Charles Turner Harrison has been institutionalized since putting a 9mm pistol to the back of his mother's head in 1984, pulling the trigger and then telling police he thought he could freeze her and revive her at will.
In the bedroom of their home, police found an automatic rifle, seven live hand grenades and a safe with warnings that read "Explosives" "Armed" "Radiation Hazard" and "Do Not Tilt."
Now state mental health officials say it may be time to discharge Harrison, who is on a 14-day furlough at a supervised residential group home near Nashville.
Officials say they plan to release him if that goes well, though state prosecutors and perhaps the U.S. Secret Service may have a say in that since he once threatened to "waste the Holy Father" and wrote threatening letters to Nancy Reagan in the 1980s.
"The state respectfully submits that this defendant should not be released into the community unless it can be shown that he no longer represents a danger to himself or others," state prosecutor Thomas Henderson said in court papers. A hearing has been set later this month.
Harrison, now 63, was in the news even before Jan. 31, 1984, the day he shot his 65-year-old mother, Frances, as she prepared to take her mother to dinner. He had threatened her with a shotgun four years earlier at a mental-health center.
Family members told authorities that Harrison had delusions and suffered from a mental illness since 1972, but often refused to take his medication.
In 1981, soon after Pope John Paul II was wounded in Rome by a gunman, Harrison showed up at the Cathedral of the Immaculate Conception on Central, brandishing a 12-gauge shotgun and threatening "to waste the Holy Father" to prove that prayer was not effective.
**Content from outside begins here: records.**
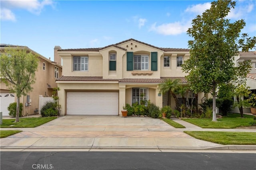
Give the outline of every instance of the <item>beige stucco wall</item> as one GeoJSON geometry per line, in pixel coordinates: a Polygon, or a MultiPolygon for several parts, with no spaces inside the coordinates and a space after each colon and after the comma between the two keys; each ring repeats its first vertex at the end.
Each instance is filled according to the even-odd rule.
{"type": "MultiPolygon", "coordinates": [[[[33,90],[28,92],[26,95],[22,96],[20,98],[20,102],[23,104],[22,115],[24,116],[26,115],[27,114],[29,115],[34,113],[34,111],[36,108],[38,108],[39,107],[39,95],[51,96],[52,95],[52,88],[57,87],[57,83],[55,82],[56,78],[54,78],[55,66],[58,66],[59,68],[59,77],[62,75],[62,68],[61,66],[52,63],[50,60],[27,47],[25,49],[39,55],[39,61],[37,70],[36,72],[35,82],[32,85],[33,90]],[[45,70],[43,70],[43,63],[45,63],[45,70]],[[29,106],[26,107],[27,95],[30,96],[31,102],[29,106]]],[[[1,50],[2,49],[1,48],[1,50]]],[[[1,82],[0,86],[1,92],[9,92],[8,88],[4,84],[1,82]]],[[[14,102],[16,102],[17,97],[16,95],[15,96],[14,102]]]]}

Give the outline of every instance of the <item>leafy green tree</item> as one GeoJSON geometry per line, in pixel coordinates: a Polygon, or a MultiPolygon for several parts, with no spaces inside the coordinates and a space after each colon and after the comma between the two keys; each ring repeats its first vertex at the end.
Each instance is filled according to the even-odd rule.
{"type": "Polygon", "coordinates": [[[15,122],[19,121],[20,98],[32,89],[38,61],[36,55],[26,49],[8,47],[1,51],[0,71],[3,82],[17,96],[15,122]]]}
{"type": "Polygon", "coordinates": [[[239,109],[241,117],[243,117],[244,111],[243,107],[249,107],[250,104],[248,100],[244,100],[244,97],[248,97],[251,91],[249,90],[248,87],[245,87],[241,85],[236,88],[234,92],[234,94],[236,96],[236,101],[234,104],[234,107],[238,107],[239,109]]]}
{"type": "Polygon", "coordinates": [[[175,101],[176,108],[179,108],[179,100],[176,96],[176,92],[180,86],[179,82],[180,82],[179,79],[174,79],[173,80],[168,78],[166,81],[160,84],[159,85],[159,89],[160,92],[165,94],[166,93],[170,93],[175,101]]]}
{"type": "Polygon", "coordinates": [[[217,88],[222,84],[245,78],[250,69],[249,61],[234,67],[234,56],[240,49],[247,51],[255,47],[255,37],[248,37],[243,33],[239,39],[246,25],[243,20],[232,23],[226,18],[235,5],[231,0],[212,2],[210,9],[193,20],[192,27],[187,31],[194,40],[188,41],[190,57],[182,65],[182,70],[189,73],[186,78],[193,91],[212,95],[212,121],[217,121],[217,88]]]}

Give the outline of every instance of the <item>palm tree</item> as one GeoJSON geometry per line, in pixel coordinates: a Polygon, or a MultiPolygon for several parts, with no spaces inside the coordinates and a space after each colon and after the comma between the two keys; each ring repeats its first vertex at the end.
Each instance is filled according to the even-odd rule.
{"type": "Polygon", "coordinates": [[[241,117],[243,117],[244,111],[243,107],[250,107],[250,105],[248,102],[247,100],[243,100],[243,97],[248,97],[249,94],[251,92],[248,90],[248,87],[245,87],[243,85],[238,87],[235,89],[234,92],[234,95],[236,98],[236,102],[234,104],[234,107],[238,107],[240,111],[241,117]]]}
{"type": "Polygon", "coordinates": [[[179,108],[179,100],[176,96],[175,92],[179,86],[179,82],[180,82],[179,79],[174,79],[173,80],[170,78],[167,79],[164,83],[162,83],[159,85],[159,89],[160,92],[163,94],[169,92],[172,96],[175,101],[176,108],[179,108]]]}

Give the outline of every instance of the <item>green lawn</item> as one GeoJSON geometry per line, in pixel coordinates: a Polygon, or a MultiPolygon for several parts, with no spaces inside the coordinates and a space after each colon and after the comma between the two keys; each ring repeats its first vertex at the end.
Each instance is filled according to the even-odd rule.
{"type": "Polygon", "coordinates": [[[256,133],[184,131],[196,139],[222,145],[256,145],[256,133]]]}
{"type": "Polygon", "coordinates": [[[0,137],[1,138],[6,137],[12,135],[15,133],[22,132],[21,131],[0,131],[0,137]]]}
{"type": "Polygon", "coordinates": [[[175,128],[186,128],[186,127],[185,127],[185,126],[174,121],[171,119],[162,119],[161,120],[167,123],[171,126],[174,127],[175,128]]]}
{"type": "Polygon", "coordinates": [[[20,122],[14,123],[15,119],[3,119],[0,127],[35,127],[55,119],[57,117],[32,117],[20,119],[20,122]]]}
{"type": "Polygon", "coordinates": [[[241,118],[240,114],[228,113],[228,116],[217,119],[217,122],[212,121],[212,119],[183,119],[182,120],[203,128],[233,129],[238,127],[250,126],[253,121],[253,116],[244,115],[241,118]]]}

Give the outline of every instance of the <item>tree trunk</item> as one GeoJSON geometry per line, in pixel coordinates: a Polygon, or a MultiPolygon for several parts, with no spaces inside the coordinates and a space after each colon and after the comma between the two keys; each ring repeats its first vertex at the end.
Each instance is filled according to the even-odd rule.
{"type": "Polygon", "coordinates": [[[179,100],[178,100],[176,95],[174,93],[171,92],[171,94],[172,96],[172,97],[174,98],[174,100],[175,100],[175,105],[176,105],[176,109],[179,109],[179,100]]]}
{"type": "Polygon", "coordinates": [[[243,106],[241,106],[239,108],[239,111],[240,111],[240,114],[241,115],[241,117],[244,117],[244,110],[243,110],[243,106]]]}
{"type": "Polygon", "coordinates": [[[214,86],[212,88],[212,121],[216,121],[216,89],[215,86],[214,86]]]}
{"type": "Polygon", "coordinates": [[[17,97],[17,105],[16,106],[16,118],[15,122],[20,121],[20,98],[17,97]]]}
{"type": "Polygon", "coordinates": [[[198,111],[198,94],[196,93],[195,94],[195,100],[196,103],[196,111],[198,111]]]}

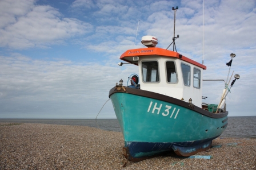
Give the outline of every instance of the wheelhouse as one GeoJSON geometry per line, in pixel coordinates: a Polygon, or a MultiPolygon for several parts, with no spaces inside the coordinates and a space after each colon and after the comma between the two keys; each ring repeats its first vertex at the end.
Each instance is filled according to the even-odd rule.
{"type": "Polygon", "coordinates": [[[140,89],[201,107],[202,74],[206,67],[179,53],[157,47],[127,50],[120,59],[139,68],[140,89]]]}

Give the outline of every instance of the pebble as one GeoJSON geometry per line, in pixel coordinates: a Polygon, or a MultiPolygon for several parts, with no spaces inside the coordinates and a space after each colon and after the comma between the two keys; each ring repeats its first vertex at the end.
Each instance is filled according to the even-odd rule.
{"type": "Polygon", "coordinates": [[[218,138],[198,155],[126,162],[121,132],[87,126],[0,123],[0,169],[256,169],[256,139],[218,138]],[[229,144],[237,143],[236,144],[229,144]]]}

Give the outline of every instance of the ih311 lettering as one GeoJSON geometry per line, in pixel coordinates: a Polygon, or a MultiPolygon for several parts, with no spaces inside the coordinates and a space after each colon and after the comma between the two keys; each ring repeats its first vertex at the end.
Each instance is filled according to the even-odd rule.
{"type": "MultiPolygon", "coordinates": [[[[147,109],[147,112],[150,111],[153,103],[153,102],[150,102],[150,103],[149,104],[149,109],[147,109]]],[[[162,104],[160,104],[160,106],[158,106],[158,107],[158,107],[157,103],[155,102],[155,105],[154,106],[154,107],[152,109],[152,113],[154,113],[155,110],[158,110],[157,114],[159,114],[162,105],[163,105],[162,104]]],[[[166,109],[165,110],[165,112],[162,113],[162,115],[164,117],[167,117],[167,115],[169,115],[169,114],[170,113],[170,111],[171,111],[170,110],[171,109],[171,106],[168,106],[168,105],[165,105],[165,108],[166,108],[166,109]]],[[[170,118],[171,118],[171,117],[173,117],[173,115],[174,115],[174,114],[175,113],[175,110],[176,110],[176,107],[174,107],[173,110],[173,111],[171,112],[171,116],[170,117],[170,118]]],[[[176,118],[177,117],[179,111],[179,109],[178,109],[177,111],[176,112],[176,114],[175,115],[175,117],[174,117],[174,119],[176,119],[176,118]]]]}

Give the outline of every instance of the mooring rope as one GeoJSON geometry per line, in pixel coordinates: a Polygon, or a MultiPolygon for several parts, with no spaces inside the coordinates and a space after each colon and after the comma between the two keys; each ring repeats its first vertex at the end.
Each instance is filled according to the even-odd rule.
{"type": "Polygon", "coordinates": [[[103,107],[104,107],[104,106],[106,105],[106,103],[110,99],[109,98],[109,99],[107,100],[107,101],[104,103],[104,105],[103,105],[101,109],[101,110],[99,110],[99,113],[98,113],[98,114],[97,114],[97,116],[96,118],[95,118],[95,120],[96,121],[96,124],[97,125],[98,127],[100,130],[102,130],[102,129],[100,128],[99,127],[99,125],[98,125],[98,123],[97,123],[97,117],[98,117],[98,115],[99,115],[99,113],[101,112],[101,110],[102,110],[103,107]]]}

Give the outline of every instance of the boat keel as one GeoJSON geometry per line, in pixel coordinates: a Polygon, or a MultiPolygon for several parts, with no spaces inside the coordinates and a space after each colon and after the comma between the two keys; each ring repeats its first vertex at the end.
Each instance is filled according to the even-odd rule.
{"type": "Polygon", "coordinates": [[[174,144],[172,148],[176,155],[187,157],[208,150],[211,146],[211,142],[212,140],[210,140],[192,146],[179,146],[174,144]]]}

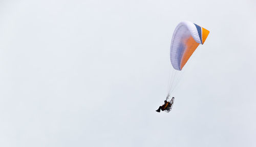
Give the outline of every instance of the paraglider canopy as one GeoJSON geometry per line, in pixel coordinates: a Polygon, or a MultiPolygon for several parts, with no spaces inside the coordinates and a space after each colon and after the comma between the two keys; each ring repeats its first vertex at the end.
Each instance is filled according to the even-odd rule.
{"type": "Polygon", "coordinates": [[[175,69],[182,69],[198,45],[204,44],[209,33],[209,31],[189,21],[179,23],[170,49],[170,62],[175,69]]]}

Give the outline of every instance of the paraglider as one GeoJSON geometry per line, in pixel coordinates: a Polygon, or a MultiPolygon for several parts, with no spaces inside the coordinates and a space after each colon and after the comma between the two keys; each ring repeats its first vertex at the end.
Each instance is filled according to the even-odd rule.
{"type": "MultiPolygon", "coordinates": [[[[199,44],[204,43],[209,33],[209,31],[189,21],[181,22],[176,26],[173,35],[170,48],[172,73],[169,81],[166,102],[169,99],[170,94],[181,78],[182,71],[185,65],[199,44]]],[[[173,101],[171,100],[169,102],[169,103],[172,102],[173,104],[170,105],[172,107],[174,101],[174,97],[173,101]]],[[[168,103],[167,102],[163,105],[164,105],[164,108],[165,106],[169,105],[169,104],[166,104],[168,103]]],[[[160,109],[163,107],[160,107],[160,109]]],[[[166,108],[167,107],[166,106],[166,108]]],[[[158,109],[160,110],[160,109],[158,109]]],[[[160,110],[157,111],[160,112],[160,110]]],[[[169,112],[169,111],[165,111],[169,112]]]]}

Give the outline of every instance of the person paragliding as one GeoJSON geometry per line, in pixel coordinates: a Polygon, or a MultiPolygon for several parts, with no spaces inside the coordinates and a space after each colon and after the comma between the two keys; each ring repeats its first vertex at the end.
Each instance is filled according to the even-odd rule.
{"type": "Polygon", "coordinates": [[[204,27],[189,21],[182,21],[176,26],[172,39],[170,59],[173,72],[169,82],[169,88],[164,104],[160,106],[160,110],[169,112],[172,110],[174,97],[168,102],[177,85],[181,75],[181,71],[192,54],[200,44],[203,44],[210,32],[204,27]]]}
{"type": "Polygon", "coordinates": [[[161,110],[163,111],[164,110],[170,111],[170,108],[171,109],[172,106],[173,106],[173,100],[174,100],[174,97],[173,97],[172,100],[169,102],[167,102],[167,100],[164,100],[164,104],[162,106],[160,106],[158,109],[156,110],[156,111],[160,112],[161,110]]]}

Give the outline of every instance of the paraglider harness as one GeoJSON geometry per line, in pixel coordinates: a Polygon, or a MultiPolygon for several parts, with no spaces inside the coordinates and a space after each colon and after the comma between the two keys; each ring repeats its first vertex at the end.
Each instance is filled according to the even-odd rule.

He was held under a temporary emergency commitment, but no charges were filed.
The FBI investigated him in 1983 when he placed a strangely coded newspaper ad referring to capital punishment legislation introduced by then-Rep. Don Sundquist.
Three years after his mother's death, Harrison was found not guilty by reason of insanity and was committed to the Tennessee Department of Mental Health.
In 1993, he wrote an eight-page article on the threat of portable nuclear weapons that was published by Military Review, a bimonthly publication of the U.S. Army, which said he was a commercial pilot and member of the American Mensa Society.
The article soon attracted national publicity, not so much for its thorough research, charts and footnotes as for the fact that its author was a patient in a mental institution.
(Lawrence Buser is a reporter for The Commercial Appeal in Memphis, Tenn.)